Artificial Intelligence, and in particular machine learning, is becoming an essential tool for climate modelling. Earth observation data such as satellite observation contribute to a growing record of climate change and weather events, which can be used to build or improve climate models. Deep learning in particular has been widely used in weather forecasting and climate event prediction, such as ENSO. However, other forms of machine learning offer benefits such as interpretability and the integration of physical knowledge from existing climate models. In this Special Session, we invite works on the use of AI for Climate Science; works on climate model parameter optimization, machine learning for climate science, and automated analysis of climate data are welcome.
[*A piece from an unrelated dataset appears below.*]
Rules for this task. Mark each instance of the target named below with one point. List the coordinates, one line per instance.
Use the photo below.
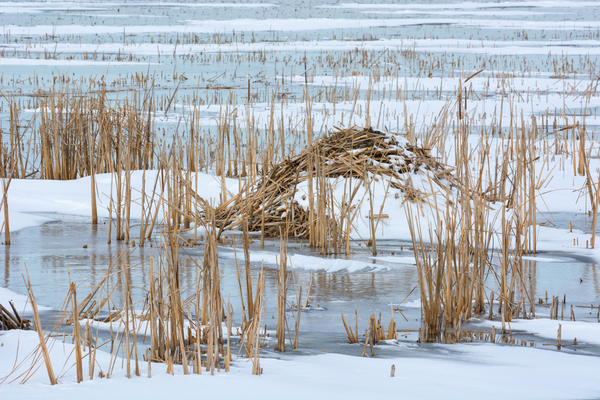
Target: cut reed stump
(269, 204)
The AI for Climate Science Special Session will be held as a part of the WCCI in Yokohama, Japan from June 30 to July 5, 2024. Details about submission and important dates can be found on their website. Please note that the Special Session may be indicated as “AI for Climate Models” in the submission system.

Scope

We invite submissions that present recent developments in AI for Climate Science. The interdisciplinary scope of the Special Session includes the use of AI in the following topics:

  • climate models
  • climate forecasting
  • Earth observation
  • ecosystem monitoring
  • hybrid data and physics models
  • weather forecasting
  • extreme weather events
  • oceans and marine systems

All AI techniques are welcome, from evolutionary computation to deep learning. Submissions should focus on the impact of AI to climate science and highlight the relationship to climate change. We encourage submissions to make their data and code publicly available.

Improving climate models and predictions by learning from
observational and simulated data
Image from Schneider, Tapio, et al. "Harnessing AI and computing to advance climate modelling and prediction." Nature Climate Change 13.9 (2023): 887-889.

Organizers

Dennis G. Wilson
email
ISAE-Supaero, University of Toulouse, France
https://pagespro.isae-supaero.fr/dennis-wilson
Dennis Wilson is Associate Professor of AI and Data Science at ISAE-Supaero, University of Toulouse. He began his research career at CSAIL, MIT and obtained his PhD at IRIT, University of Toulouse. His research interests involve evolutionary computation and deep learning and the use of these methods in environmental applications.

Swadhin Behera
JAMSTEC
https://www.jamstec.go.jp/apl/j/members/behera/
Swadhin K. Behera is a leading scientist in global ocean and climate research, especially he is known for discoveries of several modes of tropical and extratropical climate variations such as IOD and IOSD. After obtaining a Ph. D. degree from India and working for about 10 years in Indian Institute of Tropical Meteorology, he moved to JAMSTEC in 1998. Since then he has been associated with various centers and programs of JAMSTEC and currently heads the Application Laboratory.